– Так был ведь уже ливень, – заметила Прасковья.
– То днем, а трава – это к ночи. Днем – это если цветы сильнее пахнут. Это я тоже заметила – сильнее пахли. Вот дождь и был. А если небо в барашках – значит дождь на пороге, вот-вот и пойдет…
– Бред какой-то, – поежилась Прасковья, – и что это там, впрямь, с автобусом? Так и заночевать здесь придется.
– Действительно, – охотно поддержала ее Вероника, готовая, похоже, не задумываясь кинуться в любую, пусть и неожиданную, сторону разговора, даже в самый его узенький переулочек, лишь бы тот не кончался, – вот у нас в Дятькове с этим строго: опоздал автобус – его на металлолом, а шофера – на исправработы или в дом «хи-хи»…
Не сдержавшись, Вероника фыркнула и конфузливо прикрыла рот ладошкой. Тут вдруг обнаружилось, что сидящая доселе молча тётя Маруся обладает негромким, но сочным баритоном с ярко выраженным малороссийским акцентом.
– Ты не слушай эту егозу, у ней язык, шо помело, – обратилась она к Прасковье, – ты про чудо обещала рассказать, так уж расскажи, будь мила.
– Ах это, – устало перевела дух Прасковья, – что ж, раз обещала, расскажу. Только придется начать с начала, с самых молодых лет. Иначе нельзя. Судя по всему, приезд автобуса нам не помешает. Так вот, если вспоминать начало моей семейной жизни, то можно сказать, что начиналась она красиво, романтично, просто в розовых тонах…
Жужжащая над их головами оса, выписывая раз от разу расширяющиеся круги, поднималась все выше и выше, под самую крышу павильона, и словно раскручивала невидимую спираль, из которой просыпались вниз, тут же обретая дух и плоть, забытые минуты, недели, года; доносились неясные шорохи, слышались голоса и, конечно же, звуки музыки. Кажется, это был вальс Метель Свиридова…
* * *
В тот чудный июльский вечер Прасковья пришла в Летний сад посмотреть на фонтан, который недавно вновь запустили, раскрасив струи разноцветными огнями. Рядом расположился маленький оркестр. Редкий случай – живая музыка звучала в парке лишь в связи с исключительными событиями. Верно, именно к такому роду явлений и относился запуск фонтана? Впрочем, Прасковья об этом не думала, она любовалась необычной палитрой струй и слушала прекрасную музыку. Играли Свиридова – вальс Метель.

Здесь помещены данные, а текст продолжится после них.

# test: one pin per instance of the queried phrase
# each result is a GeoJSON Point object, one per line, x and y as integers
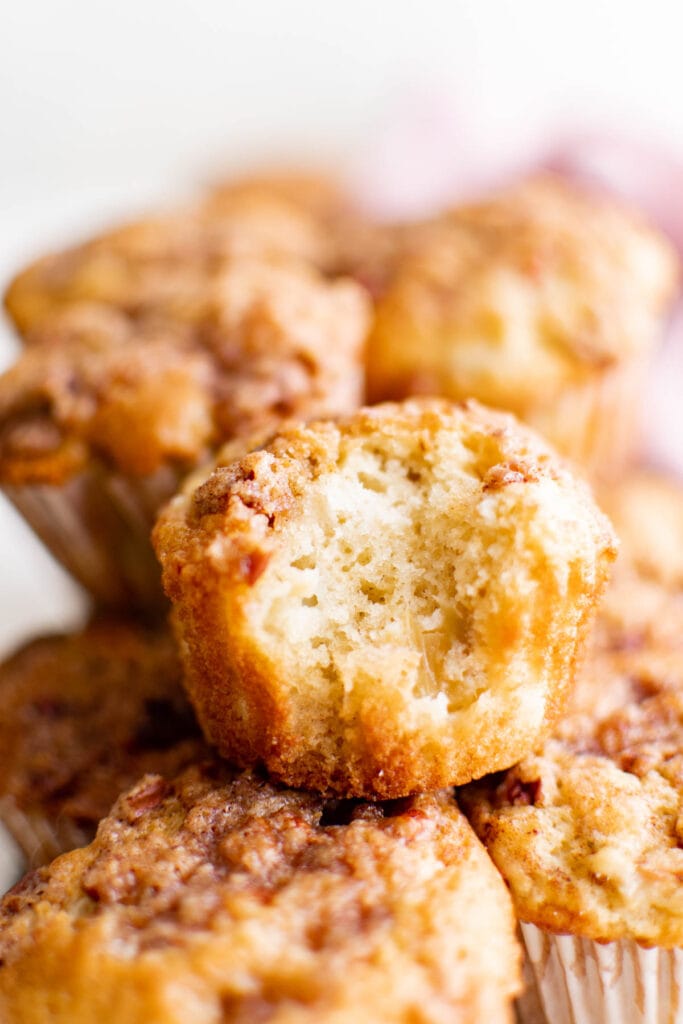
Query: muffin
{"type": "Point", "coordinates": [105, 412]}
{"type": "Point", "coordinates": [220, 897]}
{"type": "Point", "coordinates": [587, 834]}
{"type": "Point", "coordinates": [540, 300]}
{"type": "Point", "coordinates": [141, 266]}
{"type": "Point", "coordinates": [83, 717]}
{"type": "Point", "coordinates": [385, 604]}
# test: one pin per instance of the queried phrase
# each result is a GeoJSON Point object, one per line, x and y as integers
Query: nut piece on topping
{"type": "Point", "coordinates": [221, 898]}
{"type": "Point", "coordinates": [389, 603]}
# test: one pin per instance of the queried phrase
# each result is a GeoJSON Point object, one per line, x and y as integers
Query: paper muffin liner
{"type": "Point", "coordinates": [596, 424]}
{"type": "Point", "coordinates": [39, 839]}
{"type": "Point", "coordinates": [97, 524]}
{"type": "Point", "coordinates": [579, 981]}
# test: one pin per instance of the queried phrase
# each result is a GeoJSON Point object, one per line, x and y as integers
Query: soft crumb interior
{"type": "Point", "coordinates": [402, 571]}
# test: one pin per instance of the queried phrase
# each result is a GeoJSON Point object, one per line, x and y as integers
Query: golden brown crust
{"type": "Point", "coordinates": [387, 604]}
{"type": "Point", "coordinates": [520, 299]}
{"type": "Point", "coordinates": [588, 832]}
{"type": "Point", "coordinates": [219, 897]}
{"type": "Point", "coordinates": [255, 342]}
{"type": "Point", "coordinates": [143, 265]}
{"type": "Point", "coordinates": [83, 716]}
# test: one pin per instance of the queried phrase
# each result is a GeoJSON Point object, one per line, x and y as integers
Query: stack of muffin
{"type": "Point", "coordinates": [370, 605]}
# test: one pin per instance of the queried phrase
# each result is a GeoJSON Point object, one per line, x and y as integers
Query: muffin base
{"type": "Point", "coordinates": [579, 981]}
{"type": "Point", "coordinates": [97, 525]}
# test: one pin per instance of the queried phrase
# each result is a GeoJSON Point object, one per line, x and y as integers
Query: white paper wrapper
{"type": "Point", "coordinates": [97, 524]}
{"type": "Point", "coordinates": [579, 981]}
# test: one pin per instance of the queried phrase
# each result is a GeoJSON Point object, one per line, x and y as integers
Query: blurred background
{"type": "Point", "coordinates": [107, 109]}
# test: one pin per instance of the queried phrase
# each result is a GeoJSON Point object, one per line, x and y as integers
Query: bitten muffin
{"type": "Point", "coordinates": [83, 717]}
{"type": "Point", "coordinates": [541, 300]}
{"type": "Point", "coordinates": [390, 603]}
{"type": "Point", "coordinates": [221, 898]}
{"type": "Point", "coordinates": [102, 416]}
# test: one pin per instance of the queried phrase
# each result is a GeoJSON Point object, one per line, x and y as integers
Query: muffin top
{"type": "Point", "coordinates": [219, 897]}
{"type": "Point", "coordinates": [588, 832]}
{"type": "Point", "coordinates": [538, 287]}
{"type": "Point", "coordinates": [257, 341]}
{"type": "Point", "coordinates": [385, 603]}
{"type": "Point", "coordinates": [83, 717]}
{"type": "Point", "coordinates": [142, 266]}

«Господи, это же пушкинский парк!» – вспомнила вдруг Прасковья и ужаснулась: возможно, великий поэт стоял на том самом месте, где стоит теперь она? И также любовался фонтаном? Если, конечно, предположить, что таковой в ту пору был.
Глубокие чувства овладели ею, охватили её всю целиком, так что даже в коленях она ощутила дрожь. Сердце сжималось, ожидая чего-то неведомого, небывалого, волшебного… Тут и подвернулся ей будущий её супруг Гаврилов. «Подвернулся» – это, конечно в свете будущих событий, а тогда он подошёл… нет, подплыл, как принц под алыми парусами к Ассоль. Как же слепо зачастую девичье сердце!
Потом было много алых роз, стихи Северянина, Блока и Пушкина, конечно! Они гуляли под сенью пушкинских рощ и дубрав.
– Здравствуй, племя, младое, незнакомое! – Гаврилов легко покрывал громоподобным голосом окрестности Сороти со всеми ее заливными лугами и племенными стадами коров на них.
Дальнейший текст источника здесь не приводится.